La guerre et le changement climatique sont les principaux obstacles à une baisse agressive des taux de la Fed en 2024, selon les stratèges.

La guerre et le changement climatique sont les principaux obstacles à une baisse agressive des taux de la Fed en 2024, selon les stratèges.
  • La guerre et le changement climatique sont les principaux risques qui pourraient menacer une baisse agressive des taux de la Fed, a déclaré Macquarie.
  • En effet, les conflits au Moyen-Orient et l’assèchement du canal de Panama risquent de créer des chocs d’offre qui alimenteraient l’inflation.
  • « Ceux [disruptions] pourrait empêcher les rendements et les points morts de baisser, et rendre l’assouplissement de la Fed moins intense lorsqu’il se produira. »

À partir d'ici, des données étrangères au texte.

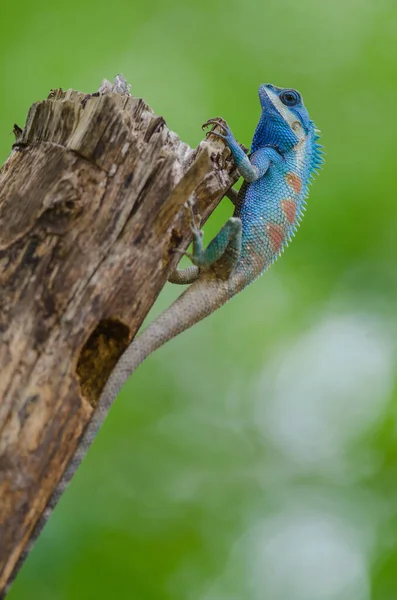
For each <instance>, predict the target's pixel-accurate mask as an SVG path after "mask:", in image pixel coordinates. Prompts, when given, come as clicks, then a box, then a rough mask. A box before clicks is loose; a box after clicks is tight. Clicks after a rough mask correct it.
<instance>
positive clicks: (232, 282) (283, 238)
mask: <svg viewBox="0 0 397 600" xmlns="http://www.w3.org/2000/svg"><path fill="white" fill-rule="evenodd" d="M259 99H260V103H261V107H262V113H261V117H260V119H259V123H258V125H257V128H256V131H255V134H254V137H253V141H252V146H251V154H250V155H249V156H247V155H246V154H245V152H244V151H243V150H242V149H241V147H240V146H239V144H238V143H237V141H236V139H235V138H234V135H233V133H232V132H231V130H230V128H229V126H228V125H227V124H226V122H225V121H224V120H223V119H220V118H217V119H210V120H209V121H207V122H206V123H205V124H204V125H203V127H206V126H210V125H214V126H217V129H216V130H215V131H214V130H213V131H211V132H209V135H215V136H217V137H219V138H222V139H223V140H224V141H225V143H226V144H227V145H228V147H229V148H230V150H231V153H232V155H233V158H234V161H235V164H236V167H237V169H238V171H239V173H240V175H241V176H242V177H243V178H244V182H243V184H242V186H241V188H240V191H239V193H238V194H237V193H236V192H235V190H229V193H228V196H229V198H231V199H232V201H233V202H234V204H235V210H234V215H233V217H231V218H230V219H229V220H228V221H227V222H226V223H225V225H224V226H223V227H222V229H221V231H220V232H219V233H218V235H217V236H216V237H215V238H214V239H213V240H212V242H210V244H209V246H208V247H207V248H206V249H204V248H203V242H202V231H201V230H200V222H199V221H200V219H199V217H198V216H197V215H194V211H193V205H192V202H190V203H189V204H188V209H189V211H190V219H191V228H192V232H193V251H192V253H191V254H188V256H190V258H191V261H192V263H193V266H191V267H188V268H187V269H183V270H181V271H179V270H176V271H175V272H174V273H173V274H172V275H171V277H170V279H169V280H170V281H171V282H173V283H182V284H186V283H190V284H191V285H190V286H189V287H188V288H187V290H185V291H184V292H183V294H181V296H179V298H178V299H177V300H176V301H175V302H174V303H173V304H172V305H171V306H170V307H169V308H168V309H166V310H165V311H164V312H163V313H162V314H161V315H160V316H159V317H158V318H157V319H155V320H154V321H153V323H151V324H150V325H149V326H148V327H147V328H146V329H145V330H144V331H143V333H141V334H140V335H139V336H138V337H137V338H136V339H135V340H133V342H132V343H131V344H130V346H128V348H127V349H126V351H125V352H124V354H123V355H122V356H121V358H120V360H119V361H118V363H117V364H116V367H115V368H114V370H113V372H112V374H111V375H110V378H109V379H108V381H107V383H106V385H105V387H104V389H103V392H102V394H101V396H100V398H99V401H98V405H97V408H96V411H95V413H94V416H93V418H92V419H91V421H90V423H89V424H88V426H87V429H86V431H85V433H84V435H83V437H82V439H81V441H80V443H79V446H78V448H77V450H76V452H75V455H74V457H73V459H72V460H71V461H70V463H69V465H68V468H67V469H66V471H65V473H64V475H63V477H62V479H61V481H60V483H59V485H58V487H57V488H56V490H55V491H54V493H53V495H52V496H51V498H50V501H49V503H48V505H47V507H46V509H45V511H44V513H43V515H42V517H41V519H40V521H39V522H38V524H37V526H36V529H35V532H34V535H33V537H32V538H31V540H30V541H29V544H28V545H27V546H26V548H25V551H24V553H23V555H22V556H21V559H20V561H19V564H21V563H22V562H23V560H24V558H25V557H26V556H27V554H28V553H29V551H30V549H31V547H32V545H33V543H34V541H35V539H36V538H37V536H38V534H39V532H40V530H41V528H42V527H43V525H44V524H45V522H46V521H47V519H48V517H49V516H50V514H51V512H52V509H53V508H54V506H55V505H56V503H57V501H58V499H59V497H60V496H61V494H62V493H63V491H64V489H65V487H66V486H67V484H68V482H69V481H70V479H71V478H72V477H73V474H74V472H75V470H76V469H77V467H78V466H79V464H80V462H81V460H82V458H83V457H84V455H85V453H86V451H87V449H88V447H89V446H90V444H91V442H92V440H93V439H94V437H95V436H96V434H97V432H98V429H99V428H100V426H101V424H102V422H103V420H104V418H105V417H106V415H107V413H108V410H109V408H110V406H111V404H112V403H113V401H114V399H115V398H116V396H117V394H118V393H119V391H120V390H121V388H122V386H123V385H124V383H125V381H126V380H127V379H128V377H129V376H130V375H131V374H132V373H133V372H134V371H135V369H136V368H137V367H138V366H139V365H140V364H141V362H142V361H143V360H144V359H145V358H147V357H148V356H149V355H150V354H151V353H152V352H153V351H154V350H156V349H157V348H159V347H160V346H162V345H163V344H164V343H165V342H167V341H168V340H170V339H172V338H173V337H175V336H176V335H177V334H178V333H180V332H182V331H184V330H185V329H188V328H189V327H191V326H192V325H194V324H195V323H197V322H198V321H200V320H201V319H203V318H204V317H206V316H207V315H209V314H211V313H212V312H214V311H215V310H216V309H217V308H219V307H220V306H222V305H223V304H225V302H227V301H228V300H229V299H230V298H231V297H232V296H234V295H235V294H237V293H238V292H239V291H240V290H242V289H243V288H245V287H247V286H248V285H249V284H250V283H252V282H253V281H254V280H255V279H256V278H257V277H258V276H259V275H260V274H261V273H263V272H264V271H266V269H267V268H268V267H269V266H270V265H271V264H272V263H273V262H274V261H275V260H276V258H277V257H278V256H279V255H280V253H281V252H282V250H283V249H284V247H285V245H286V244H288V241H289V240H290V239H291V237H292V236H293V235H294V233H295V231H296V229H297V227H298V224H299V222H300V220H301V218H302V213H303V210H304V207H305V198H306V196H307V194H308V185H309V183H310V181H311V179H312V178H313V176H314V174H315V173H316V172H317V170H318V168H319V167H320V166H321V164H322V162H323V156H322V149H321V146H320V145H319V143H318V137H319V136H318V131H317V130H316V128H315V125H314V123H313V121H312V120H311V119H310V117H309V115H308V112H307V110H306V108H305V106H304V104H303V101H302V98H301V95H300V94H299V92H297V91H296V90H292V89H281V88H278V87H276V86H274V85H270V84H264V85H261V86H260V88H259ZM219 129H220V131H219ZM186 254H187V253H186ZM16 571H17V569H16ZM10 583H11V582H10Z"/></svg>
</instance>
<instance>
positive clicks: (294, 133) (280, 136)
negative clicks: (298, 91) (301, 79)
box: [251, 83, 323, 172]
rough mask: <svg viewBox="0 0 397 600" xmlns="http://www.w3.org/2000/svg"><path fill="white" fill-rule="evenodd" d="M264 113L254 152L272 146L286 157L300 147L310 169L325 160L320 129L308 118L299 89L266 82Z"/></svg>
mask: <svg viewBox="0 0 397 600" xmlns="http://www.w3.org/2000/svg"><path fill="white" fill-rule="evenodd" d="M259 100H260V103H261V107H262V115H261V118H260V121H259V124H258V127H257V130H256V132H255V136H254V139H253V144H252V149H251V151H252V152H255V150H257V149H258V148H259V147H263V146H265V145H266V146H267V145H268V146H273V147H275V148H276V149H277V150H278V151H279V152H280V154H282V155H283V156H284V155H285V154H287V153H288V152H290V151H291V150H294V149H295V148H296V149H298V148H300V149H301V150H303V151H304V154H305V155H306V156H307V158H308V163H307V164H308V167H309V171H310V172H314V171H315V170H316V169H317V168H318V167H319V166H320V165H321V164H322V162H323V159H322V151H321V146H320V145H319V144H318V142H317V140H318V138H319V135H318V130H317V129H316V127H315V125H314V123H313V121H312V120H311V119H310V117H309V113H308V112H307V110H306V107H305V105H304V104H303V100H302V96H301V95H300V93H299V92H298V91H297V90H293V89H290V88H279V87H276V86H275V85H272V84H270V83H265V84H263V85H261V86H260V88H259Z"/></svg>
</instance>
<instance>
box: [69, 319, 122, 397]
mask: <svg viewBox="0 0 397 600" xmlns="http://www.w3.org/2000/svg"><path fill="white" fill-rule="evenodd" d="M129 342H130V330H129V327H127V325H125V323H122V322H121V321H117V320H115V319H105V320H103V321H100V323H99V324H98V325H97V327H96V328H95V329H94V331H93V332H92V334H91V335H90V337H89V338H88V340H87V341H86V343H85V344H84V346H83V348H82V350H81V354H80V358H79V360H78V363H77V369H76V373H77V376H78V378H79V383H80V386H81V391H82V393H83V395H84V396H85V397H86V398H87V400H88V401H89V402H90V404H91V405H92V406H94V407H95V406H96V404H97V402H98V399H99V396H100V395H101V392H102V389H103V387H104V385H105V383H106V381H107V379H108V377H109V375H110V373H111V371H112V369H113V367H114V366H115V364H116V362H117V361H118V359H119V358H120V356H121V355H122V353H123V352H124V350H125V349H126V347H127V346H128V344H129Z"/></svg>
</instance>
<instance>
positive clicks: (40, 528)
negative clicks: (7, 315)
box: [0, 279, 231, 600]
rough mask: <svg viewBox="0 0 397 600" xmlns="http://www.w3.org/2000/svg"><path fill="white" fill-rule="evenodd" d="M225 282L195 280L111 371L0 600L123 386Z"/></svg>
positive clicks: (7, 588) (27, 552)
mask: <svg viewBox="0 0 397 600" xmlns="http://www.w3.org/2000/svg"><path fill="white" fill-rule="evenodd" d="M230 296H231V295H230V292H229V287H228V284H227V283H226V282H223V281H220V280H216V279H213V280H211V279H204V280H200V279H199V280H198V281H196V282H195V283H193V284H192V285H191V286H190V287H189V288H188V289H187V290H185V291H184V292H183V293H182V294H181V295H180V296H179V297H178V298H177V299H176V300H175V302H174V303H173V304H171V306H170V307H169V308H167V309H166V310H165V311H164V312H163V313H161V314H160V315H159V316H158V317H157V319H155V320H154V321H153V322H152V323H151V324H150V325H148V327H147V328H146V329H144V331H143V332H142V333H141V334H139V335H138V337H137V338H136V339H135V340H133V341H132V343H131V344H130V345H129V346H128V348H127V349H126V350H125V352H124V354H122V355H121V357H120V359H119V361H118V362H117V364H116V366H115V368H114V369H113V371H112V373H111V375H110V377H109V379H108V381H107V383H106V385H105V387H104V388H103V391H102V394H101V395H100V397H99V400H98V405H97V407H96V409H95V413H94V415H93V417H92V419H91V421H90V422H89V423H88V425H87V427H86V430H85V432H84V434H83V436H82V438H81V440H80V443H79V445H78V447H77V449H76V452H75V454H74V456H73V458H72V459H71V461H70V462H69V464H68V466H67V468H66V470H65V472H64V474H63V476H62V479H61V480H60V482H59V484H58V486H57V487H56V488H55V490H54V492H53V494H52V496H51V497H50V499H49V502H48V504H47V506H46V508H45V510H44V512H43V513H42V515H41V517H40V519H39V520H38V522H37V523H36V526H35V528H34V530H33V532H32V534H31V536H30V539H29V542H28V543H27V544H26V546H25V548H24V551H23V552H22V554H21V555H20V557H19V560H18V562H17V563H16V565H15V567H14V570H13V572H12V575H11V577H10V578H9V580H8V583H7V586H6V588H5V589H4V590H3V593H2V594H0V600H1V599H2V598H5V595H6V594H7V592H8V590H9V588H10V586H11V584H12V582H13V581H14V579H15V577H16V575H17V573H18V571H19V569H20V568H21V566H22V564H23V563H24V561H25V560H26V558H27V556H28V554H29V553H30V551H31V549H32V548H33V546H34V543H35V541H36V539H37V538H38V536H39V535H40V533H41V531H42V529H43V527H44V526H45V524H46V523H47V521H48V519H49V518H50V516H51V513H52V511H53V509H54V508H55V506H56V504H57V503H58V500H59V498H60V497H61V495H62V494H63V492H64V491H65V489H66V487H67V486H68V484H69V482H70V480H71V479H72V477H73V475H74V473H75V471H76V469H77V468H78V467H79V465H80V463H81V461H82V460H83V458H84V456H85V454H86V452H87V450H88V448H89V446H90V445H91V443H92V441H93V439H94V438H95V436H96V434H97V432H98V430H99V428H100V427H101V425H102V423H103V421H104V419H105V417H106V415H107V413H108V412H109V409H110V407H111V405H112V404H113V401H114V400H115V398H116V396H117V395H118V393H119V392H120V390H121V388H122V387H123V385H124V383H125V382H126V381H127V379H128V378H129V377H130V376H131V375H132V374H133V373H134V371H135V370H136V369H137V367H139V365H140V364H141V363H142V362H143V361H144V360H145V358H147V357H148V356H149V355H150V354H151V353H152V352H154V351H155V350H157V348H160V346H162V345H163V344H165V343H166V342H168V341H169V340H171V339H172V338H174V337H175V336H176V335H178V334H179V333H182V332H183V331H185V330H186V329H188V328H189V327H191V326H192V325H194V324H195V323H198V322H199V321H201V320H202V319H204V317H206V316H207V315H209V314H211V313H212V312H214V311H215V310H216V309H217V308H218V307H219V306H221V305H222V304H224V303H225V302H227V300H228V299H229V298H230Z"/></svg>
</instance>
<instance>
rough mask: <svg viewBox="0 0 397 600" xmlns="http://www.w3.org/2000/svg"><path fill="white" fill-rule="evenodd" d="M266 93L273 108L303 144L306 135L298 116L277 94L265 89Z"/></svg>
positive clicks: (296, 136)
mask: <svg viewBox="0 0 397 600" xmlns="http://www.w3.org/2000/svg"><path fill="white" fill-rule="evenodd" d="M265 91H266V94H267V95H268V97H269V99H270V101H271V103H272V104H273V106H274V107H275V108H276V109H277V110H278V112H279V113H280V115H281V116H282V117H283V119H284V120H285V121H286V122H287V123H288V125H289V126H290V127H291V129H292V131H293V132H294V133H295V135H296V137H297V138H298V140H299V141H300V142H302V141H303V140H304V139H305V137H306V135H305V132H304V129H303V127H302V125H301V123H300V121H299V119H298V118H297V117H296V115H294V113H293V112H292V111H291V110H289V108H288V106H286V105H285V104H283V103H282V102H281V100H280V98H279V97H278V96H277V94H275V93H274V92H273V91H272V90H270V89H269V88H265Z"/></svg>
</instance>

Qu’est-ce qui pourrait amener la Réserve fédérale à se montrer prudente en matière de baisse des taux ? Les tensions mondiales croissantes et les voies navigables asséchées bloquent le commerce mondial.

Selon les stratèges de Macquarie, les tensions géopolitiques et les sécheresses qui assèchent les principales voies commerciales pourraient maintenir l’inflation au-dessus de 2 %, obligeant la Fed à éviter de fortes baisses de taux.

« La guerre et le changement climatique deviennent le principal risque pour l’idée selon laquelle la Fed réduirait agressivement », écrivent vendredi les analystes dirigés par Thierry Wizman dans une note.

Les flux de marchandises stagnent en raison des attaques croissantes des rebelles Houthis dans la mer Rouge, tandis que le canal de Panama reste bien trop aride pour transporter autant de navires.

Cela invite à des retours en arrière des chocs d’approvisionnement en période de pandémie, a déclaré Wizman.

« Ceux [disruptions] pourrait empêcher les rendements et les points morts de baisser, et rendre l’assouplissement de la Fed moins intense lorsqu’il se produira », a-t-il écrit.

Fondamentalement, il devient de plus en plus coûteux de transporter des marchandises dans les eaux du Moyen-Orient. Le Drewry World Container Index, qui suit les coûts des conteneurs, montre que les prix ont bondi de plus de 122 % depuis début décembre.

Les géants du transport maritime comme Maersk et CMA CGA imposent des suppléments aux navires qui s’éloignent de la région, car les détours autour de l’Afrique ajoutent plusieurs jours au voyage.

Le risque s’est manifesté vendredi, lorsque les prix du pétrole ont grimpé après que les États-Unis et le Royaume-Uni ont lancé des frappes aériennes contre les milices Houthis basées au Yémen.

De telles perturbations peuvent finir par pénaliser les consommateurs, car la mer Rouge est une artère de navigation majeure : le canal de Suez, qui relie la mer Rouge à la mer Méditerranée, transporte environ 12 % du commerce mondial.

Et à mesure que les navires se réacheminent et que les coûts de fret montent en flèche, une grande partie des expéditions mondiales devient de plus en plus coûteuse à transporter, ce qui pourrait faire grimper les prix et retarder une baisse des taux de la Fed.

Il y a aussi des problèmes dans le canal de Panama. Une sécheresse majeure a asséché la voie navigable, limitant le nombre de navires pouvant la traverser et créant un embouteillage massif à un autre carrefour critique du commerce mondial.

« La série d’écluses reliant l’océan Atlantique au Pacifique via ces lacs d’eau douce est sur le point d’être trop peu profonde pour laisser passer les plus gros porte-conteneurs entièrement approvisionnés », a écrit Wizman.

Et trop peu d’eau n’est pas le seul risque climatique. En novembre, le Fonds monétaire international a publié un rapport selon lequel les sécheresses, les inondations et les tempêtes de plus en plus fréquentes constituent une « menace sérieuse pour les infrastructures maritimes ».